L'enseignante évoque également le fameux "pacte" proposé par le gouvernement pour "masquer la crise de recrutement". Un dispositif datant de 2023 permettant à d'autres professeurs du même établissement de remplacer un collègue absent. Cela avait été testé au lycée Benoît en début d'année, mais rapidement arrêtée, son emploi du temps ne lui permettant pas d'assurer toutes les heures. 

"Cela ne peut pas fonctionner, estime Maria Ignacio. C'est très difficile de faire coïncider les horaires, quand ce n'est pas la matière. Parfois, on propose des cours d'espagnol à des élèves dont le professeur d'anglais est absent."

Crise de la vocation

Ce problème de recrutement est intimement lié au métier, qui attire de moins en moins. "Les professeurs sont moins bien payés qu'avant si on tient en compte l'inflation. Et les conditions de travail se dégradent, martèle Maria Ignacio. La France détient notamment le record d'Europe du plus grand nombre d'élèves par classe."

22 élèves par classe en primaire, et 26 au collège, selon les données compilées par la Direction de l'évaluation, de la prospective et de la performance(Nouvelle fenêtre) (DEPP) du ministère de l'Éducation nationale, publiées en 2023, et portant sur l'année scolaire 2020-2021.

Ce ne doit pas être un sacrifice que d'être prof.

Maria Ignacio

"Il y a moins d'étudiants qui veulent passer le concours, c'est un fait. Tout comme l'augmentation très forte du nombre de démissions. Le mal-être des collègues en salle des profs est criant. Un découragement se met en place, mais on n'a l'impression que le ministère ne le ressent pas"

3185 postes aux concours enseignants du public et du privé n'ont pas été pourvus en 2024, selon le ministère de l'Éducation nationale. Des postes en moins, des heures perdues pour les élèves. La Fédération des Conseils de Parents d'Elèves (FCPE) a mis en ligne un outil, "Ouyapascours", pour que les parents puissent déclarer les heures perdues pour leurs enfants en cas de professeurs non remplacés. Au 20 janvier 2025, 1524 heures perdues dans les Bouches-du-Rhône, 234 heures dans le Vaucluse.
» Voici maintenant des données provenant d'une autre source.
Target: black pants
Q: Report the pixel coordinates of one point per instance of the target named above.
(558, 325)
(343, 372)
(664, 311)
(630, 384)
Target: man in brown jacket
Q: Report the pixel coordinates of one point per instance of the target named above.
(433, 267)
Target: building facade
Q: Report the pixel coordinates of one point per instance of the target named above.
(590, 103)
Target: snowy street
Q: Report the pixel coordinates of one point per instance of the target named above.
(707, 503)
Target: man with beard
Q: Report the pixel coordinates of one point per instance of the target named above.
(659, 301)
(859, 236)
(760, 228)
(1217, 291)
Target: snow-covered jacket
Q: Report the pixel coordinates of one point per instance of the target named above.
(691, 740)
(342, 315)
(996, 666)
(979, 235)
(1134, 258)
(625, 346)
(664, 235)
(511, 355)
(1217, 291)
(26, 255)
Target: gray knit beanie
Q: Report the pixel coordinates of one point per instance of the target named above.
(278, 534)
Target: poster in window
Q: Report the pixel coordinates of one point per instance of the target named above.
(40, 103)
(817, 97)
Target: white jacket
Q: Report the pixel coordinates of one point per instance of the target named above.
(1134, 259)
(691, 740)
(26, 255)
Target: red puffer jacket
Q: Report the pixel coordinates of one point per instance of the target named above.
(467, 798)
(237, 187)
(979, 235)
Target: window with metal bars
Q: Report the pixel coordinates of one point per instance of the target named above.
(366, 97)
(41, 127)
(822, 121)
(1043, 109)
Mais comment quantifier les lacunes culturelles que cela pourrait engendrer ? 

Contacté, le rectorat assure être "en recherche active de contractuels" pour la professeure de français du lycée Benoît.

"Ce secteur géographique et cette discipline sont en tension. Une vingtaine de candidatures sont en cours de validation par les corps d'inspection. Le poste d'enseignant de français pour ce lycée sera proposé prioritairement dès la validation des candidatures."